Estate bridge at Tillbardine
At this part of the challenge the brown hills are all very similar with landrover tracks and furnished with shooting stations. My route took my to Tillybardine where I crossed the road, then up the steep track onto the ridge heading SW to Mondurran. Then a line on the map heading for the farmland to the south.

4 young boys looking for attention
I had identified a camping spot on the 'hills of Finavon', but before I reached there a small hotel appeared. It was hard to resist, and I settled into the tiny room before joining some business travellers in the restaurant for beer and homemade steak pie.


Moving on from here to the coast it is impossible to avoid road walking. Paths through woods and on over farmland are sometimes moved or missing altogether, so off-road navigation can be frustrating.


Push and pull the map in the window below to see the route in blue.
 
After some research I'd found a campsite at Lunan which looked attractive with a friendly sounding cafe and nice facilities.

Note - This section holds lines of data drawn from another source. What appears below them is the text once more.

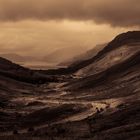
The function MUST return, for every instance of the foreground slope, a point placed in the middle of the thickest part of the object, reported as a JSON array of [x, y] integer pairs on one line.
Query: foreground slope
[[102, 104]]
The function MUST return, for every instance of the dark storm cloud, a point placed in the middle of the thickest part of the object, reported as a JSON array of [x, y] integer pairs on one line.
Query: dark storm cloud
[[114, 12]]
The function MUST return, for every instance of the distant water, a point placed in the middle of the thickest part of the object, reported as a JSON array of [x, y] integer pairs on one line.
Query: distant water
[[41, 65]]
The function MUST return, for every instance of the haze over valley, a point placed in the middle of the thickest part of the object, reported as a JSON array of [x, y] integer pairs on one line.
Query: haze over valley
[[69, 70]]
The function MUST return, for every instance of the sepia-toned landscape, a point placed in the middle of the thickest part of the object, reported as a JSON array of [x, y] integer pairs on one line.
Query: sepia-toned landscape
[[69, 70]]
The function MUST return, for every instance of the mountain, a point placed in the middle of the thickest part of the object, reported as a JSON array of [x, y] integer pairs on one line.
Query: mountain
[[84, 56], [19, 73], [100, 100], [18, 58], [124, 43], [13, 57], [64, 54]]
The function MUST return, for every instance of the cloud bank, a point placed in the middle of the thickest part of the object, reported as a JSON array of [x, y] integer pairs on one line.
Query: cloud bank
[[114, 12]]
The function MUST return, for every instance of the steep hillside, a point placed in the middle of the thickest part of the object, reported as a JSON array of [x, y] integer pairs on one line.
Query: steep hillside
[[124, 43], [84, 56], [19, 73]]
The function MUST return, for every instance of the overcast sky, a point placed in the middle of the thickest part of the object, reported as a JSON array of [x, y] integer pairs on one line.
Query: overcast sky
[[40, 26]]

As I arrived however the cafe was closing, and there was no-one on the campsite. A quiet end to a good crossing.

I pitched the tent then climbed the large sandhills to look down on the wide shore of Lunan Bay. As I did this a minibus arrived and out bundled a number of students with surfboards. It is said that this beach is rich in semi-precious stones and although I didn't find any myself the rock in the cliffs at the end looked rather unusual to me.
.. .. .. to coast

Surfer on Lunan Sands

Redcastle remains at Lunan Bay
Looking for Gemstones


When I returned to the campsite next to my tiny tent was another. Markus Petter from Austria was standing there in admiration. He must have such a tent it was wonderful!

We parted company in the morning, he heading for Montrose for breakfast while I wanted to pass by the lighthouse at Scuddie Head. This is a pleasant enough walk in good weather and took my past an unusual family cemetery on the cliff top, and the TGO monument by the lighthouse.

Cliff top cemetrary
Scudie Lighthouse
First view of Montrose with TGO monument
Opposite Montrose is Ferryden which with some interest along the shore including washing lines over the see and information about the old communal craphouse.